Roy Exum: Pigs Safe On East 3rd

  • Tuesday, July 5, 2016
  • Roy Exum
Roy Exum
Roy Exum

You and I both know what they call the guy who finishes dead last in medical school -- “Doctor.” We also know that is the exact same word they call some other bozo right after he is called before the Ethics Committee. As a matter of fact, if a physician has magazines so old in his waiting room that Roosevelt is on the cover, it is commonly known the same wizard drives a new Mercedes, thinks he is invisible when he meets up with his “next wife,” and delights in humiliating floor nurses.

Now comes the embracing news that the Chattanooga-based UT School of Medicine is no longer sending some Clyde over to the Humane Society to get a couple of cats and unlucky dog to use in medical experiments.  Forget for a minute that our UT “teaching” facility is the very last in all of our United States and Canada to do away with the systematic torture of live animals, the better story is that a car bumper has just replaced UT as the leading cause of death for animals on East Third Street.

Let me clarify my mirth.
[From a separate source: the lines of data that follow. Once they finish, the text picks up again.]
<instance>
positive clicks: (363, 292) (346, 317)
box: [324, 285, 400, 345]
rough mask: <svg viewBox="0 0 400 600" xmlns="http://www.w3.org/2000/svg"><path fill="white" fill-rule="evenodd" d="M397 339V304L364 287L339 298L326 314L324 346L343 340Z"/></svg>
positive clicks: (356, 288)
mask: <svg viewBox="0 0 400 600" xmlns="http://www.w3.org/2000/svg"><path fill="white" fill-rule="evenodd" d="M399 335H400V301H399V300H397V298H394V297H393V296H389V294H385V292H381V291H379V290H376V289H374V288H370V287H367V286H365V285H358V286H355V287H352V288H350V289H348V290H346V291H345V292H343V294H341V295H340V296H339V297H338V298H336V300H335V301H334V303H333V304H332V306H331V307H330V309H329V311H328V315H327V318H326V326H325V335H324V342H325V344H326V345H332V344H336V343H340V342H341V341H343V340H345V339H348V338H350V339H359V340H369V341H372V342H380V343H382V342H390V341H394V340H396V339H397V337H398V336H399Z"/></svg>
If sacrificing 50 white mice so that some kid can overcome neuroblastoma I’m for ordered a thousand of them. I am also not so naïve that I don’t comprehend live-animal research over the past five centuries has enabled millions of people to live that otherwise probably wouldn’t. How else would we know a pig’s valve works just dandy in open-heart surgery?

But when I hear that places like Stanford, Mayo Clinic, Cedars of Sinai, and M.D. Anderson did away with the heinous practice many years before, I look at our UT College of Medicine and kind of wish it was in Strawberry Plains or Unicoi. Why is it that once again our branch office of the UT Medical School is the very last in the Western Hemisphere to ‘get it?’ The only plausible answer is leadership, this in the more-popular area at UT, the one under the asterisk, “lack of.”

The “inside skinny,” if the truth be told, is that the Erlanger-based collaborative of UT School of Medicine still can’t cure the chronic headache that has shrouded it in recent years like some surgical drape. Erlanger has some truly world-class physicians – I know this better than most – but collectively the best will admit most suffer badly from the obviously infectious disease NMP (“Not My Problem”).

In 1985 the Washington-based Physicians Committee for Responsible Medicine was created to urge medical schools to stop using live animals. It represents 12,000 physicians who blanch at the idea of using a live pig to improve surgical technique, in much the way the Army Rangers teach knife-fighting skills with similar unfortunate swine at 2 a.m. in the rain.

Friday a week ago the Physicians Committee made a landmark announcement in Washington that it had been officially notified by the UT College of Medicine that, as of June 24, the citizens of Chattanooga and Hamilton County will no longer have to worry where the pulled-pork barbecue served at the Level 1 Trauma Center has come from. Dogs and cats, carp and gerbils … no more “don’t waste the anesthetic.”

Dr. John Pippin, the director of Academic Affairs for the Washington group, was more emphatic. “With the decision by the leaders at the University Of Tennessee College Of Medicine to eliminate animal use in the Surgical Skills laboratory, we (the United States and Canada) are entering the post-animal era in medical student education.”

Dr. John A. Patterson, who was a medical student at UT-Memphis back 40 or so years ago and is now on the teaching faculty at the University of Kentucky, will never forget how one sadistic professor used a dog in the physiology lab to test for an unknown drug with some antidote.

He told Kevin McKenzie of the Memphis Commercial Appeal, “Within seconds the dog began howling plaintively, like you never heard a dog howl.” He said it sounded as though the poor dog was being torn limb-from-limb as the animal rolled, turned and defecated with mind-boggling seizures.

“The professor seemed quite proud of himself that now we knew, since you know what happens when you give the antidote, we had correctly identified the unknown drug,” he said in the interview.

You are serious? How could someone not have physically attacked the deranged professor? “One guy did storm out, ranting and cussing,” recalled Dr. Peterson, “while the rest of us …  I’d have to certainly say my reaction and the reaction of the majority was horror and shame, that as part of our experience as medical students and future physicians that we were doing harm.”

Can you imagine … Dr. Patterson has kept that paralyzing image of UT’s Dr. de Sade in his mind for 40 years. Since it has just taken over 30 for the UT School of Medicine to join the civilized world but as despicable as it is to be identified as ‘the last tree to fall,’ maybe now we can do away with the belief, “I’d rather be seen by a veterinarian.”